This is inspired both by an idea I posted in the Keris Warung Kopi on the future of the keris and the thread on the Origin of the Mindanoan kris

Basically, it's a question of how to permanently date and authenticate weapons.

The prediction I posted in the keris thread was, 30 years: "Biotechnology and advances in isotopic chemistry will allow keris owners to cheaply authenticate their antique keris as antiques, and to store that information in a way that travels with the keris. Antique keris, particularly those made of materials like ivory, will re-enter the international trade."

How to do this? I'm not too worried about the precise technology. That's going to change fast enough that our blades may actually get retested as technology improves.

No, the bigger issue is: what part(s) of the weapon get tested, and how the information gets stored in a way that travels with the weapon. The issues we need to think about are how to minimize the damage to the artifact by sampling, and how to make sure that the information is associated with that artifact only, and not moved (or copied) to a fake or weapon of lesser quality.

Now biotech and isotopic samples are going to be destructive. Part of whatever gets tested will have to be sacrificed. In one way, this isn't so bad, because if the material removal is mindful and esthetic, the mark of material removed actually serves as part of the permanent record. Material can be cut off with a hacksaw, or it can be carefully removed, leaving a distinctive but minor mark that can be pointed as evidence of authenticity. "See, that's where they removed the metal for the 2015 test." Or "See, that's the core they removed to date the ivory." Obviously such marks can be faked, and that's where an artistic job of sampling is useful. The harder it is to fake the sample site, the better. If the sampling hole is an irregular heptagon with precisely measured faces and angles, a forger probably won't bother trying to copy it precisely.

The second question is how the information would travel. Alam Shah suggested embedding a microchip in the keris, and that's not a bad idea. It's also an easy thing to hack, both in the sense of copying the information and hacking the microchip out and embedding it elsewhere. My thought was, again, somewhat destructive: engraving a code (potentially machine readable) on the tang of the blade, and saving the information on the web, preferably in multiple locations. If there's a complete description of a weapon, complete with code, sampling marks, isotopic and biochemical markers, etc., that's readily available to anyone with web access (including a customs agent), then a weapon can travel freely from collector to collector. The issue is how to do it.

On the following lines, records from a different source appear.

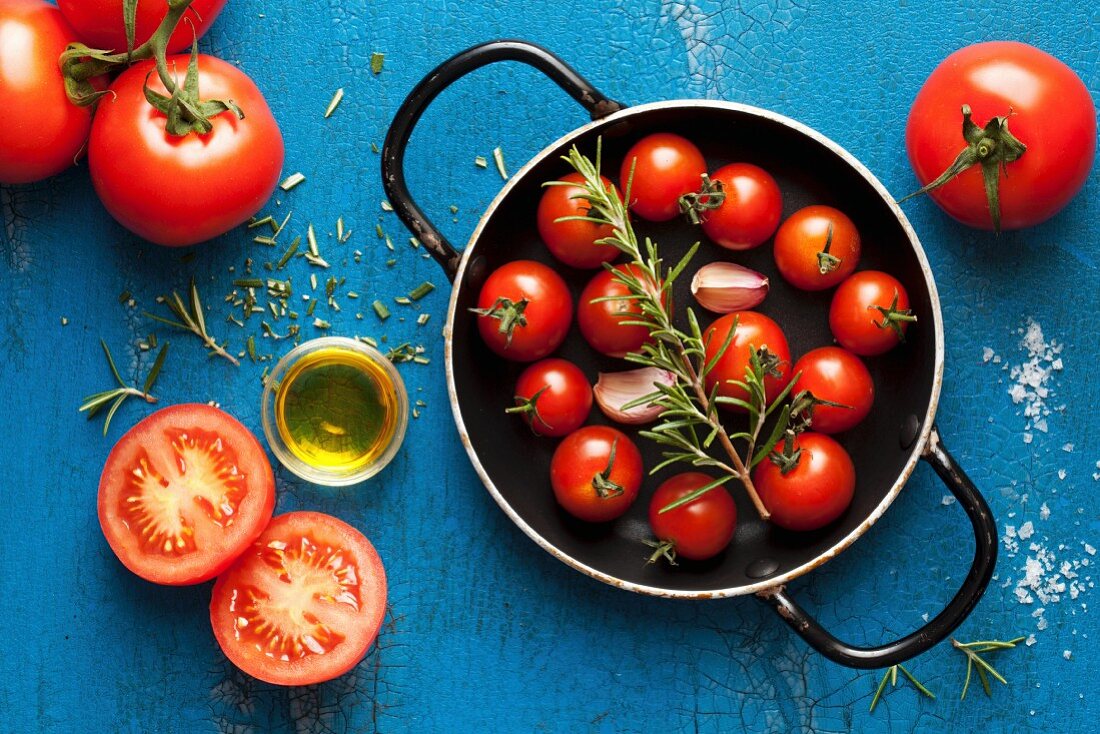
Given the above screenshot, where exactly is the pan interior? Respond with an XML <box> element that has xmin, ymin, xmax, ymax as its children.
<box><xmin>451</xmin><ymin>105</ymin><xmax>939</xmax><ymax>595</ymax></box>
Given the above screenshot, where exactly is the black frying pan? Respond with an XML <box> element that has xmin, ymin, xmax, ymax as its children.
<box><xmin>382</xmin><ymin>41</ymin><xmax>997</xmax><ymax>668</ymax></box>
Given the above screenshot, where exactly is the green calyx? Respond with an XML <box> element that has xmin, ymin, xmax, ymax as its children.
<box><xmin>58</xmin><ymin>0</ymin><xmax>244</xmax><ymax>135</ymax></box>
<box><xmin>898</xmin><ymin>105</ymin><xmax>1027</xmax><ymax>232</ymax></box>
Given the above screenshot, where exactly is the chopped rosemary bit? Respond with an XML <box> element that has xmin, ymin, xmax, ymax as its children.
<box><xmin>278</xmin><ymin>172</ymin><xmax>306</xmax><ymax>191</ymax></box>
<box><xmin>409</xmin><ymin>281</ymin><xmax>436</xmax><ymax>300</ymax></box>
<box><xmin>325</xmin><ymin>87</ymin><xmax>343</xmax><ymax>120</ymax></box>
<box><xmin>493</xmin><ymin>145</ymin><xmax>508</xmax><ymax>180</ymax></box>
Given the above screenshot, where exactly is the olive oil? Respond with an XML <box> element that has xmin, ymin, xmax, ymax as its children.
<box><xmin>274</xmin><ymin>347</ymin><xmax>404</xmax><ymax>474</ymax></box>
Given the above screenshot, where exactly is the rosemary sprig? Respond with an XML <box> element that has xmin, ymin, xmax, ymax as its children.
<box><xmin>952</xmin><ymin>637</ymin><xmax>1025</xmax><ymax>701</ymax></box>
<box><xmin>80</xmin><ymin>339</ymin><xmax>168</xmax><ymax>436</ymax></box>
<box><xmin>870</xmin><ymin>662</ymin><xmax>936</xmax><ymax>711</ymax></box>
<box><xmin>144</xmin><ymin>278</ymin><xmax>241</xmax><ymax>366</ymax></box>
<box><xmin>558</xmin><ymin>141</ymin><xmax>795</xmax><ymax>519</ymax></box>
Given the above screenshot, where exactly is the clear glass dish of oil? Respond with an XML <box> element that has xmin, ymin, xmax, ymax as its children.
<box><xmin>263</xmin><ymin>337</ymin><xmax>409</xmax><ymax>486</ymax></box>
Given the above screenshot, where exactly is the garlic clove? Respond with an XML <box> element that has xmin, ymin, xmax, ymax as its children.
<box><xmin>691</xmin><ymin>262</ymin><xmax>769</xmax><ymax>314</ymax></box>
<box><xmin>592</xmin><ymin>366</ymin><xmax>677</xmax><ymax>426</ymax></box>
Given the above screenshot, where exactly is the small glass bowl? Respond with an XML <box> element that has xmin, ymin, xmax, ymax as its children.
<box><xmin>261</xmin><ymin>337</ymin><xmax>409</xmax><ymax>486</ymax></box>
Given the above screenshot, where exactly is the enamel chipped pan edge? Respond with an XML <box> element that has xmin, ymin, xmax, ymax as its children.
<box><xmin>382</xmin><ymin>41</ymin><xmax>997</xmax><ymax>668</ymax></box>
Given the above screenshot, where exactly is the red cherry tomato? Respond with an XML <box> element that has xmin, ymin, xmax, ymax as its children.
<box><xmin>576</xmin><ymin>264</ymin><xmax>649</xmax><ymax>357</ymax></box>
<box><xmin>774</xmin><ymin>205</ymin><xmax>860</xmax><ymax>291</ymax></box>
<box><xmin>550</xmin><ymin>426</ymin><xmax>644</xmax><ymax>523</ymax></box>
<box><xmin>828</xmin><ymin>271</ymin><xmax>916</xmax><ymax>357</ymax></box>
<box><xmin>210</xmin><ymin>512</ymin><xmax>386</xmax><ymax>686</ymax></box>
<box><xmin>649</xmin><ymin>471</ymin><xmax>737</xmax><ymax>560</ymax></box>
<box><xmin>752</xmin><ymin>432</ymin><xmax>856</xmax><ymax>532</ymax></box>
<box><xmin>703</xmin><ymin>311</ymin><xmax>791</xmax><ymax>412</ymax></box>
<box><xmin>538</xmin><ymin>173</ymin><xmax>619</xmax><ymax>269</ymax></box>
<box><xmin>905</xmin><ymin>41</ymin><xmax>1097</xmax><ymax>229</ymax></box>
<box><xmin>0</xmin><ymin>0</ymin><xmax>91</xmax><ymax>184</ymax></box>
<box><xmin>508</xmin><ymin>359</ymin><xmax>592</xmax><ymax>436</ymax></box>
<box><xmin>791</xmin><ymin>347</ymin><xmax>875</xmax><ymax>434</ymax></box>
<box><xmin>57</xmin><ymin>0</ymin><xmax>226</xmax><ymax>53</ymax></box>
<box><xmin>619</xmin><ymin>132</ymin><xmax>706</xmax><ymax>221</ymax></box>
<box><xmin>98</xmin><ymin>404</ymin><xmax>275</xmax><ymax>585</ymax></box>
<box><xmin>475</xmin><ymin>260</ymin><xmax>573</xmax><ymax>362</ymax></box>
<box><xmin>88</xmin><ymin>55</ymin><xmax>283</xmax><ymax>247</ymax></box>
<box><xmin>700</xmin><ymin>163</ymin><xmax>783</xmax><ymax>250</ymax></box>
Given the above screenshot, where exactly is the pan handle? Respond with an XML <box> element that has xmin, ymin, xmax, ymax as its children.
<box><xmin>758</xmin><ymin>426</ymin><xmax>997</xmax><ymax>668</ymax></box>
<box><xmin>382</xmin><ymin>40</ymin><xmax>623</xmax><ymax>281</ymax></box>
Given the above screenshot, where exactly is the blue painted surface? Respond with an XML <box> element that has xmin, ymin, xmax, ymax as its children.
<box><xmin>0</xmin><ymin>0</ymin><xmax>1100</xmax><ymax>734</ymax></box>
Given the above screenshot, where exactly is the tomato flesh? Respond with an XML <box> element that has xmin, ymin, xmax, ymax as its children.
<box><xmin>99</xmin><ymin>405</ymin><xmax>275</xmax><ymax>584</ymax></box>
<box><xmin>210</xmin><ymin>512</ymin><xmax>386</xmax><ymax>686</ymax></box>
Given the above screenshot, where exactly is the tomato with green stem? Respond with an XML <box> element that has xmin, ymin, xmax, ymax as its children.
<box><xmin>98</xmin><ymin>404</ymin><xmax>275</xmax><ymax>585</ymax></box>
<box><xmin>0</xmin><ymin>0</ymin><xmax>98</xmax><ymax>184</ymax></box>
<box><xmin>649</xmin><ymin>471</ymin><xmax>737</xmax><ymax>563</ymax></box>
<box><xmin>791</xmin><ymin>347</ymin><xmax>875</xmax><ymax>434</ymax></box>
<box><xmin>619</xmin><ymin>132</ymin><xmax>706</xmax><ymax>221</ymax></box>
<box><xmin>505</xmin><ymin>359</ymin><xmax>592</xmax><ymax>437</ymax></box>
<box><xmin>828</xmin><ymin>271</ymin><xmax>916</xmax><ymax>357</ymax></box>
<box><xmin>773</xmin><ymin>205</ymin><xmax>860</xmax><ymax>291</ymax></box>
<box><xmin>210</xmin><ymin>512</ymin><xmax>386</xmax><ymax>686</ymax></box>
<box><xmin>537</xmin><ymin>173</ymin><xmax>619</xmax><ymax>269</ymax></box>
<box><xmin>752</xmin><ymin>432</ymin><xmax>856</xmax><ymax>532</ymax></box>
<box><xmin>703</xmin><ymin>311</ymin><xmax>791</xmax><ymax>412</ymax></box>
<box><xmin>471</xmin><ymin>260</ymin><xmax>573</xmax><ymax>362</ymax></box>
<box><xmin>550</xmin><ymin>426</ymin><xmax>645</xmax><ymax>523</ymax></box>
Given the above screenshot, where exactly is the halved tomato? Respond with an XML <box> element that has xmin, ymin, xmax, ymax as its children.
<box><xmin>99</xmin><ymin>404</ymin><xmax>275</xmax><ymax>585</ymax></box>
<box><xmin>210</xmin><ymin>512</ymin><xmax>386</xmax><ymax>686</ymax></box>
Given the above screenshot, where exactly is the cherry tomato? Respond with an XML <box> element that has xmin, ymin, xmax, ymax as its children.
<box><xmin>828</xmin><ymin>270</ymin><xmax>916</xmax><ymax>357</ymax></box>
<box><xmin>905</xmin><ymin>41</ymin><xmax>1097</xmax><ymax>229</ymax></box>
<box><xmin>619</xmin><ymin>132</ymin><xmax>706</xmax><ymax>221</ymax></box>
<box><xmin>99</xmin><ymin>404</ymin><xmax>275</xmax><ymax>585</ymax></box>
<box><xmin>752</xmin><ymin>432</ymin><xmax>856</xmax><ymax>532</ymax></box>
<box><xmin>88</xmin><ymin>55</ymin><xmax>283</xmax><ymax>247</ymax></box>
<box><xmin>474</xmin><ymin>260</ymin><xmax>573</xmax><ymax>362</ymax></box>
<box><xmin>774</xmin><ymin>205</ymin><xmax>860</xmax><ymax>291</ymax></box>
<box><xmin>576</xmin><ymin>263</ymin><xmax>649</xmax><ymax>357</ymax></box>
<box><xmin>57</xmin><ymin>0</ymin><xmax>226</xmax><ymax>53</ymax></box>
<box><xmin>538</xmin><ymin>173</ymin><xmax>619</xmax><ymax>269</ymax></box>
<box><xmin>0</xmin><ymin>0</ymin><xmax>91</xmax><ymax>184</ymax></box>
<box><xmin>791</xmin><ymin>347</ymin><xmax>875</xmax><ymax>434</ymax></box>
<box><xmin>649</xmin><ymin>471</ymin><xmax>737</xmax><ymax>560</ymax></box>
<box><xmin>703</xmin><ymin>311</ymin><xmax>791</xmax><ymax>412</ymax></box>
<box><xmin>508</xmin><ymin>359</ymin><xmax>592</xmax><ymax>436</ymax></box>
<box><xmin>700</xmin><ymin>163</ymin><xmax>783</xmax><ymax>250</ymax></box>
<box><xmin>550</xmin><ymin>426</ymin><xmax>645</xmax><ymax>523</ymax></box>
<box><xmin>210</xmin><ymin>512</ymin><xmax>386</xmax><ymax>686</ymax></box>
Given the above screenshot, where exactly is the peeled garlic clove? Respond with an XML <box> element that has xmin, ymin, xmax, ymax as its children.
<box><xmin>592</xmin><ymin>366</ymin><xmax>677</xmax><ymax>426</ymax></box>
<box><xmin>691</xmin><ymin>262</ymin><xmax>768</xmax><ymax>314</ymax></box>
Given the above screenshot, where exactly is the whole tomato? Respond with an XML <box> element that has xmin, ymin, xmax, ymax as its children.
<box><xmin>537</xmin><ymin>173</ymin><xmax>619</xmax><ymax>269</ymax></box>
<box><xmin>703</xmin><ymin>311</ymin><xmax>791</xmax><ymax>412</ymax></box>
<box><xmin>550</xmin><ymin>426</ymin><xmax>644</xmax><ymax>523</ymax></box>
<box><xmin>773</xmin><ymin>205</ymin><xmax>860</xmax><ymax>291</ymax></box>
<box><xmin>0</xmin><ymin>0</ymin><xmax>91</xmax><ymax>184</ymax></box>
<box><xmin>88</xmin><ymin>55</ymin><xmax>283</xmax><ymax>247</ymax></box>
<box><xmin>506</xmin><ymin>359</ymin><xmax>592</xmax><ymax>436</ymax></box>
<box><xmin>752</xmin><ymin>432</ymin><xmax>856</xmax><ymax>532</ymax></box>
<box><xmin>619</xmin><ymin>132</ymin><xmax>706</xmax><ymax>221</ymax></box>
<box><xmin>57</xmin><ymin>0</ymin><xmax>226</xmax><ymax>53</ymax></box>
<box><xmin>649</xmin><ymin>471</ymin><xmax>737</xmax><ymax>562</ymax></box>
<box><xmin>473</xmin><ymin>260</ymin><xmax>573</xmax><ymax>362</ymax></box>
<box><xmin>905</xmin><ymin>41</ymin><xmax>1097</xmax><ymax>229</ymax></box>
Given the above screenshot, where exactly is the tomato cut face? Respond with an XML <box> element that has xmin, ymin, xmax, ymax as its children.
<box><xmin>99</xmin><ymin>405</ymin><xmax>275</xmax><ymax>585</ymax></box>
<box><xmin>210</xmin><ymin>512</ymin><xmax>386</xmax><ymax>686</ymax></box>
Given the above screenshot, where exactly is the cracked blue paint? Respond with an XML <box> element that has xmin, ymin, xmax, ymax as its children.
<box><xmin>0</xmin><ymin>0</ymin><xmax>1100</xmax><ymax>734</ymax></box>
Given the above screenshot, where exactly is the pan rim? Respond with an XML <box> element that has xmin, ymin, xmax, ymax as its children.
<box><xmin>443</xmin><ymin>99</ymin><xmax>944</xmax><ymax>599</ymax></box>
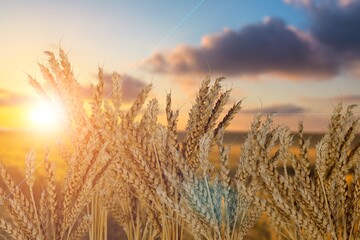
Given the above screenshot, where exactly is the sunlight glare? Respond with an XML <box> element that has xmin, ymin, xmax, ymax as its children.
<box><xmin>30</xmin><ymin>101</ymin><xmax>63</xmax><ymax>130</ymax></box>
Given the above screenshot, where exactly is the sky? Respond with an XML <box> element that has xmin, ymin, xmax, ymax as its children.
<box><xmin>0</xmin><ymin>0</ymin><xmax>360</xmax><ymax>132</ymax></box>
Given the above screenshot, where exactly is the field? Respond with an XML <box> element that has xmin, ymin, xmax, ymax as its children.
<box><xmin>0</xmin><ymin>131</ymin><xmax>346</xmax><ymax>240</ymax></box>
<box><xmin>0</xmin><ymin>48</ymin><xmax>360</xmax><ymax>240</ymax></box>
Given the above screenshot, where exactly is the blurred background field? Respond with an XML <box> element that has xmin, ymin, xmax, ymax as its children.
<box><xmin>0</xmin><ymin>131</ymin><xmax>340</xmax><ymax>239</ymax></box>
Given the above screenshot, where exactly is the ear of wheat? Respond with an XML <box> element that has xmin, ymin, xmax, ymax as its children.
<box><xmin>0</xmin><ymin>49</ymin><xmax>360</xmax><ymax>240</ymax></box>
<box><xmin>239</xmin><ymin>104</ymin><xmax>360</xmax><ymax>239</ymax></box>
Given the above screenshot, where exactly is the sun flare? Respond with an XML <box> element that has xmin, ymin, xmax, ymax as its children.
<box><xmin>29</xmin><ymin>101</ymin><xmax>63</xmax><ymax>130</ymax></box>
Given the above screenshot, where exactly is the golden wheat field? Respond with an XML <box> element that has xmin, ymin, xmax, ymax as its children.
<box><xmin>0</xmin><ymin>48</ymin><xmax>360</xmax><ymax>240</ymax></box>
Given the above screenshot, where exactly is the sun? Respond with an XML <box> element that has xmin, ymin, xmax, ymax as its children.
<box><xmin>29</xmin><ymin>100</ymin><xmax>64</xmax><ymax>131</ymax></box>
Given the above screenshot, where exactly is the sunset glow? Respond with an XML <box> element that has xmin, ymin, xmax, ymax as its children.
<box><xmin>29</xmin><ymin>101</ymin><xmax>63</xmax><ymax>131</ymax></box>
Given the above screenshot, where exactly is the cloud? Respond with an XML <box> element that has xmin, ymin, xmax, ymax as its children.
<box><xmin>147</xmin><ymin>0</ymin><xmax>360</xmax><ymax>80</ymax></box>
<box><xmin>0</xmin><ymin>88</ymin><xmax>34</xmax><ymax>106</ymax></box>
<box><xmin>242</xmin><ymin>104</ymin><xmax>306</xmax><ymax>115</ymax></box>
<box><xmin>148</xmin><ymin>17</ymin><xmax>338</xmax><ymax>79</ymax></box>
<box><xmin>81</xmin><ymin>73</ymin><xmax>146</xmax><ymax>102</ymax></box>
<box><xmin>308</xmin><ymin>1</ymin><xmax>360</xmax><ymax>57</ymax></box>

This applies to all of our collectibles, not just keris, and one obvious problem is that many blades have multiple dresses (different scabbards, hilts, etc). Does each piece get authenticated, or only the blade? Should it vary, with (for example) katanas getting different treatment than European antiques?

What I'm trying to do is figure out a minimally destructive way of authenticating antique weapons, storing the information where everyone can access it, it would take the collapse of civilization (or similar) to destroy that informaiton, and it would be relatively easy to confirm that an antique is what is recorded without doing further destructive tests to the antique.

What do you think? Comments? How would we go about setting this up? Or is something like this already in place, and could it be expanded?